LLM 微調步驟: Tokenizing¶
原文: LLM fine-tuning step: Tokenizing
標記化(Tokenization)是微調 LLM 的關鍵階段,要求我們:
Encode the input
這通常是指導文本的一種形式,例如問題。Decode the output
通常是呼叫generate()
方法後的響應。
Tokenization 是什麼?¶
簡單來說,就是使用字典(tokenizer 類別的實例)將單字轉換成電腦可以更好理解的東西,也就是數字化。當然,這是一個簡化的解釋,如下圖所示:
範例 (encode 和 decode)¶
from transformers import AutoTokenizer
tokenizer = AutoTokenizer.from_pretrained("chat gpt")
text = "Hi, how are you?"
encoded_text = tokenizer(text)["input_ids"]
decoded_text = tokenizer.decode(encoded_text)
print("Decoded tokens back into text: ", decoded_text)
範例 (preprocessing)¶
import datasets
def tokenizing(example):
#
# Callback for each examples
# examples["question"] is a list containing str.
#
if "question" in example and "answer" in example:
text = example["question"][0] + example["answer"][0]

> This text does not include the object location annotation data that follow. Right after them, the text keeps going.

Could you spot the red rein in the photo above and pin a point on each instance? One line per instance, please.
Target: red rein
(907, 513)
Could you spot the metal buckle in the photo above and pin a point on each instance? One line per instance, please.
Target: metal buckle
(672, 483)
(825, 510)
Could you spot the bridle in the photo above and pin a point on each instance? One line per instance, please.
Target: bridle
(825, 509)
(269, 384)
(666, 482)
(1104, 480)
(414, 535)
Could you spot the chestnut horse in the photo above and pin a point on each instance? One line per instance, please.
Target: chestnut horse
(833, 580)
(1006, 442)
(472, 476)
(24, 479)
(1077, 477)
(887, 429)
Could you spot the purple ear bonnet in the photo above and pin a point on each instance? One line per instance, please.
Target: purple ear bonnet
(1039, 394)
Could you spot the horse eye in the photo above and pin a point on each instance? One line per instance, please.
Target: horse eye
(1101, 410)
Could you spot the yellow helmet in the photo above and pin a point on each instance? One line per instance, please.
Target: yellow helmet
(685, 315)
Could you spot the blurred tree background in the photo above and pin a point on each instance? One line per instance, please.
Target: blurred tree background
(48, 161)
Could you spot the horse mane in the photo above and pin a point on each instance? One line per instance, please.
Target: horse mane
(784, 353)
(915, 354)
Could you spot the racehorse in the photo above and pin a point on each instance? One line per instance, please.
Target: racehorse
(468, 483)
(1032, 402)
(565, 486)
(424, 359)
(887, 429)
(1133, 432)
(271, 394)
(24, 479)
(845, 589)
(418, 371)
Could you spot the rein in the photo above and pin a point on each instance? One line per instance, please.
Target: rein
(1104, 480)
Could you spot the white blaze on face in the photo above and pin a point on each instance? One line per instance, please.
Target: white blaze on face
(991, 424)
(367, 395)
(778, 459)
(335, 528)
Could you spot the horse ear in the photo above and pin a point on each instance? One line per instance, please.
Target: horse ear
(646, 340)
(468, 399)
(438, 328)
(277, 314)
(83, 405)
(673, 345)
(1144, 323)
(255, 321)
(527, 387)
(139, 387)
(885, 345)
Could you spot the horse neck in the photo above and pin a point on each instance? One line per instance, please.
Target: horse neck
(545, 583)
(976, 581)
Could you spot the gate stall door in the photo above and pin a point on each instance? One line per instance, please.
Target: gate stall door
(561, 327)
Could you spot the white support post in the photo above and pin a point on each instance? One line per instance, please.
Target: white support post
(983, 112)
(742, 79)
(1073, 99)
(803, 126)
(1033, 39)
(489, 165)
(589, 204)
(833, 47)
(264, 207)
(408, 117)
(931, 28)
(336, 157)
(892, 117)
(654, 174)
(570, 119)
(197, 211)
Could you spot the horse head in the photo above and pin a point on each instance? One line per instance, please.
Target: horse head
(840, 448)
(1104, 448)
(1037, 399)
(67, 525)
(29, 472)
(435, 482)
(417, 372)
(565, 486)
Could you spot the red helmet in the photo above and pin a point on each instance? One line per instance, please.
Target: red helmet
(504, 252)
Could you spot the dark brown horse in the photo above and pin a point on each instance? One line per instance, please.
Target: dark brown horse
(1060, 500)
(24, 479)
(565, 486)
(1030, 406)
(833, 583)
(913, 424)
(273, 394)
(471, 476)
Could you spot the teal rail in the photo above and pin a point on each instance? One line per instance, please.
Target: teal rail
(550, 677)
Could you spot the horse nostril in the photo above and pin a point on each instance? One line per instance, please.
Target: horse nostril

elif "input" in example and "output" in example:
text = example["input"][0] + example["output"][0]
else:
text = example["text"][0]
tokenizer.pad_token = tokenizer.eos_token
tokenized_inputs = tokenizer(
text,
return_tensors="np",
padding=True,
)
max_length = min(
tokenized_inputs["input_ids"].shape[1],
2048
)
tokenizer.truncation_side = "left"
tokenized_inputs = tokenizer(
text,
return_tensors="np",
truncation=True,
max_length=max_length
)
return tokenized_inputs
finetuning_dataset_loaded = datasets.load_dataset("json", data_files=filename, split="train")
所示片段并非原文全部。